Roskelley, now 74 years old, built a reputation for himself as a mountaineer with his first ascents in the Canadian Rockies and later ascents in the ‘70s and ‘80s of 23,000-foot peaks in Asia. His nonfiction works include a guide book, “Paddling the Columbia,” and “Nanda Devi: The Tragic Expedition,” a first-person tale about his journey up a 26,645-foot peak in India, among others. Roskelley also served as a Spokane County commissioner in the ‘90s and early 2000s.

Roskelley had the idea for “Fancy Dancer and the Seven Drums” back in the 2000s, but it wasn’t until January 2019 that he made a promise to himself that he would start writing.

Four months later, his son, Jess Roskelley, and two other climbers were killed in an avalanche on Mount Howse in the Canadian Rockies. Roskelley put the book down to go learn about what happened to his son and his climbing partners over the course of the next several months.

The book is dedicated to his son.

“There’s lots of facets to a person’s life. One of those facets to me is climbing. The other is my family,” he said. “I didn’t feel any pressure to break any molds, but I did find publishers and agents don’t believe that every person who writes a nonfiction book can turn around and write a fiction book. They are so totally alien or different to each other that publishers look at you with a side glance.”

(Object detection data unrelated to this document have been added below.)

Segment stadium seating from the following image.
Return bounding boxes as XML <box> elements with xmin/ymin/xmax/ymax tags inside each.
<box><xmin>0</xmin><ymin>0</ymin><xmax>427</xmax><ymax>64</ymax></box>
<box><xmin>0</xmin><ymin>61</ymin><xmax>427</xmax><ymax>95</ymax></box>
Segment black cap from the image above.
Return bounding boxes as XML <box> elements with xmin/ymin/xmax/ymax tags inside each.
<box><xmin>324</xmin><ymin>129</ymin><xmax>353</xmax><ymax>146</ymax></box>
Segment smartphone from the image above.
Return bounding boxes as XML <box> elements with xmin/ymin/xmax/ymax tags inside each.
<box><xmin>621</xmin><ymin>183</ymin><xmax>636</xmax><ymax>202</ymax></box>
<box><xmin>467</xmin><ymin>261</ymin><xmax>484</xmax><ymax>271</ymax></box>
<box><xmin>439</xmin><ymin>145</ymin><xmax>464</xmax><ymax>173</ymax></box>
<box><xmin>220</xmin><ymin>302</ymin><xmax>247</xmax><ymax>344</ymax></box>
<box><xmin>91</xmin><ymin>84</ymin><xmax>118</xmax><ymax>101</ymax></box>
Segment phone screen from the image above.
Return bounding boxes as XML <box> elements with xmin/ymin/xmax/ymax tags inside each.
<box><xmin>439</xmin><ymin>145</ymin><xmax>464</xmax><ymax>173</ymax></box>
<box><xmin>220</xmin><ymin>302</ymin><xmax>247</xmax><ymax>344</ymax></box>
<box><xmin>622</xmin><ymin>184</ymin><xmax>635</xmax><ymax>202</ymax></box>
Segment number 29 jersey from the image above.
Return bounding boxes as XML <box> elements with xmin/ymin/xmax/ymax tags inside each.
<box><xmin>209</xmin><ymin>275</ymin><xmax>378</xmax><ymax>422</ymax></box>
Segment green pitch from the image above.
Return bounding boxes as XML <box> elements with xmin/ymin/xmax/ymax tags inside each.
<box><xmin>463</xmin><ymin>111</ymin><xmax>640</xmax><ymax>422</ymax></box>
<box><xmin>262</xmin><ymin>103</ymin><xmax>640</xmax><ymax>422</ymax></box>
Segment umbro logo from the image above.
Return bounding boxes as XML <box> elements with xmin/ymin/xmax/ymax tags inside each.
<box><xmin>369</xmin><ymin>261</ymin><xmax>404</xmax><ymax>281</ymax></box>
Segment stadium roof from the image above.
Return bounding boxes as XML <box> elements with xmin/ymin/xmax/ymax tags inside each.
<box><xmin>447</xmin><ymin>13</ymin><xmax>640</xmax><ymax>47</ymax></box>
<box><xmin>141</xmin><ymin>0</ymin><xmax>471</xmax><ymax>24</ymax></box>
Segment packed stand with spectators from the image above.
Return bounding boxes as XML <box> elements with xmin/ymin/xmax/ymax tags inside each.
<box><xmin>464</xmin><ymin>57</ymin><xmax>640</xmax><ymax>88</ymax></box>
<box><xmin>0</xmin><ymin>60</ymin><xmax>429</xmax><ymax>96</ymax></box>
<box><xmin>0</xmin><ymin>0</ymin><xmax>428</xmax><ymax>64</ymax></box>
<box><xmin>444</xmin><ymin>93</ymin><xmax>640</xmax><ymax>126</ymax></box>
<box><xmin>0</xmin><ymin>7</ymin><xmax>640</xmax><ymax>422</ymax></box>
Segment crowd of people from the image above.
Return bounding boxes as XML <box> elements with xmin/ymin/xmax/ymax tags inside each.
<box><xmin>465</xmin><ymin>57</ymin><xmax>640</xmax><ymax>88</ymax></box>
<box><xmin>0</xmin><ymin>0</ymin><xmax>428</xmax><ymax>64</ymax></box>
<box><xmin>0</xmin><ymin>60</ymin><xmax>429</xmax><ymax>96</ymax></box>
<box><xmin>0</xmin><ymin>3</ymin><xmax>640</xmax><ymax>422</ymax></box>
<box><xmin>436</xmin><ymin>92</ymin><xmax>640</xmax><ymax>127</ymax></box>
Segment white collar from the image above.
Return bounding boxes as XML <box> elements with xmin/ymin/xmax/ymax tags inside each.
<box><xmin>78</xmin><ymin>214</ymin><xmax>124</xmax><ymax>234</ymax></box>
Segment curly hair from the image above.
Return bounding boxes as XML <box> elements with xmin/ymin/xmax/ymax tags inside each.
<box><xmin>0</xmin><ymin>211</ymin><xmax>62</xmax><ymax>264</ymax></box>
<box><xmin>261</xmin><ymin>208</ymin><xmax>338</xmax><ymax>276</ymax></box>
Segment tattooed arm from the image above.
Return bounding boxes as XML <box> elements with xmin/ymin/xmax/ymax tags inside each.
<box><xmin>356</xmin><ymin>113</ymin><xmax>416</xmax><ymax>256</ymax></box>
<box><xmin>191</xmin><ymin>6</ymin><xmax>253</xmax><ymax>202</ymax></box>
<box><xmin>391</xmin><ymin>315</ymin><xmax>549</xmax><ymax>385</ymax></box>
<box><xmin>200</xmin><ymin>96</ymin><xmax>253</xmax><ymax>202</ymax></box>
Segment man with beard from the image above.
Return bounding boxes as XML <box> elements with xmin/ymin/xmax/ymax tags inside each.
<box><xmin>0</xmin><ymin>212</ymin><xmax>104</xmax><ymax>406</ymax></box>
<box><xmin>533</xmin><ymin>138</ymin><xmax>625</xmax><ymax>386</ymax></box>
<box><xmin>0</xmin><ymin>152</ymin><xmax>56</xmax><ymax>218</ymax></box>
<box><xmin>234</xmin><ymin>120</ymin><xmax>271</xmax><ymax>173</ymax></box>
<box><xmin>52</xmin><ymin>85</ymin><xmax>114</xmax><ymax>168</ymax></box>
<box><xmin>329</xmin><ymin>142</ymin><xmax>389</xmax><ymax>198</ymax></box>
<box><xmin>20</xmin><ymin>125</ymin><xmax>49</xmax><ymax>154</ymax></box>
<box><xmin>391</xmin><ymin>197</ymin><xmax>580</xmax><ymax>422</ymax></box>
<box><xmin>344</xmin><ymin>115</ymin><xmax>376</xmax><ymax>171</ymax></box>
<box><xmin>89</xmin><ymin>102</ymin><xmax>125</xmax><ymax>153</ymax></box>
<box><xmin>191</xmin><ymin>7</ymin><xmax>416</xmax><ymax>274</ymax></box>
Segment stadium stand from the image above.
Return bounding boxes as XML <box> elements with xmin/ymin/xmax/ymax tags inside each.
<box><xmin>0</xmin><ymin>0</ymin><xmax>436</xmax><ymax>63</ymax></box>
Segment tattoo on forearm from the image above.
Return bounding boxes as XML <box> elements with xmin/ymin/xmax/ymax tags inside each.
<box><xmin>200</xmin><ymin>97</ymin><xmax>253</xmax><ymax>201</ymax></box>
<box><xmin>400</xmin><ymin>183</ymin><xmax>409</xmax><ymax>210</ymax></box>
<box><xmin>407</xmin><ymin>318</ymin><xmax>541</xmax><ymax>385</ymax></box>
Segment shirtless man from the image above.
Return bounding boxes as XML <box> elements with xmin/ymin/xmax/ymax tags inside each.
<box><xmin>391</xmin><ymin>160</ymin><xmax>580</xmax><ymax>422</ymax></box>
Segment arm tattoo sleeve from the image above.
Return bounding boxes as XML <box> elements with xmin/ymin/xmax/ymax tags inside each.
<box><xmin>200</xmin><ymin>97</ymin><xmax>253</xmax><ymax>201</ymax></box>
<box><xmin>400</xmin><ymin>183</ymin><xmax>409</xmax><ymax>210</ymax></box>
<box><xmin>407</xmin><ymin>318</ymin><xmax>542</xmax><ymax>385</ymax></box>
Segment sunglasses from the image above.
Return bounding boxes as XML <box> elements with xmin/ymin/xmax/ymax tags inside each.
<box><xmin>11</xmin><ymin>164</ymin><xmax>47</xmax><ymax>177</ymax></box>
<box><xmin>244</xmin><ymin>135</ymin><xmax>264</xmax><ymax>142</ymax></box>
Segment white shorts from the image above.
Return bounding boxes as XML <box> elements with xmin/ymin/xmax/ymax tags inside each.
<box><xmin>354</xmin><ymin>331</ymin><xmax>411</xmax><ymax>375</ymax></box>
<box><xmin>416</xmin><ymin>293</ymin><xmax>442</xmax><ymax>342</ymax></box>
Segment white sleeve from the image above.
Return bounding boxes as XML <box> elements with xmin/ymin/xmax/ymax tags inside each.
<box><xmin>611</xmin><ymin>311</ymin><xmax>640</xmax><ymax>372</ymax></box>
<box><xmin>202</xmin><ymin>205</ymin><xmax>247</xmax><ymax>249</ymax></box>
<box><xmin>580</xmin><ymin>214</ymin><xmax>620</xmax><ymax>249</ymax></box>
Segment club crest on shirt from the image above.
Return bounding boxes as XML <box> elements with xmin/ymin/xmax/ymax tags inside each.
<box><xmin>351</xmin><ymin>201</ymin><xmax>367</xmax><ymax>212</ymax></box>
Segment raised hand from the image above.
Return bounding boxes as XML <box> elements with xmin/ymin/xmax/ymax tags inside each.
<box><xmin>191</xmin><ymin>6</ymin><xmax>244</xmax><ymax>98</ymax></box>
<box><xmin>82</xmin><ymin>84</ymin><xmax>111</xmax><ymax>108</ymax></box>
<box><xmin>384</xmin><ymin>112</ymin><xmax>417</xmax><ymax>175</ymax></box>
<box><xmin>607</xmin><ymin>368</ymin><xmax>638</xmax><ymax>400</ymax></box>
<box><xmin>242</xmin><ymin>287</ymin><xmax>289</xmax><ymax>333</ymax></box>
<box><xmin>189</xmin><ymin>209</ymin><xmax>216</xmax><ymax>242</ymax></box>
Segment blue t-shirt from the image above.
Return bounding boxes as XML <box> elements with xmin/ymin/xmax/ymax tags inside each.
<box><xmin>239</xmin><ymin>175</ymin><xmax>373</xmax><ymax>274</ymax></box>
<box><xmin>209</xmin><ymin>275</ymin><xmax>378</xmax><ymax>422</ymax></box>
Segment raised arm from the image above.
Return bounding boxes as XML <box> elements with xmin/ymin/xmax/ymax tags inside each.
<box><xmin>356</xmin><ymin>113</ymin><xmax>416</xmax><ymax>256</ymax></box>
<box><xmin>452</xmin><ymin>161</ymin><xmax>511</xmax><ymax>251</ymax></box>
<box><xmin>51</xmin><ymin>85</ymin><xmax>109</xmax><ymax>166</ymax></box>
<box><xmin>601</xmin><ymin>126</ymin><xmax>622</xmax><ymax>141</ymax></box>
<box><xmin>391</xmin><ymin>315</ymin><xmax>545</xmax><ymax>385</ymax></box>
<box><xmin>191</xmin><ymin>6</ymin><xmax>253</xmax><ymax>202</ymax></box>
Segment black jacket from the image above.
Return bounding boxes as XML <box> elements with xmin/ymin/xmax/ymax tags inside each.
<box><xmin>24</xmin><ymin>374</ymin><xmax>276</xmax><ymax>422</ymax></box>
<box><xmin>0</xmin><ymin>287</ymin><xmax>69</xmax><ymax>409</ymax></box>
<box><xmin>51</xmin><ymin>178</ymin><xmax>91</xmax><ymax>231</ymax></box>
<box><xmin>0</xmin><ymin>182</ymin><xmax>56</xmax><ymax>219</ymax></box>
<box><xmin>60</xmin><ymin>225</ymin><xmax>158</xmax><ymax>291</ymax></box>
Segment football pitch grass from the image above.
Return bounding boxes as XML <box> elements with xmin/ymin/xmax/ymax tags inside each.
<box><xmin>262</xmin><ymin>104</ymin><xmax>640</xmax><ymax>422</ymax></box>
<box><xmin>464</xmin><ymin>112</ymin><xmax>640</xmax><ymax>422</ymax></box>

Roskelley managed to pick the book back up in 2020 during the COVID-19 pandemic and finish it over the course of the next two years.

“Fancy Dancer and the Seven Drums” was written with respect to the tribes on the Colville Reservation, as well as the Yakama and Nez Perce, Roskelley said. These cultures are complicated and not often understood by those living in Spokane or Seattle, he said.

“The majority still live on the reservations, and reservation life is difficult,” he said. “Through some of my writing, I hope the reader will have a little more understanding of their culture.”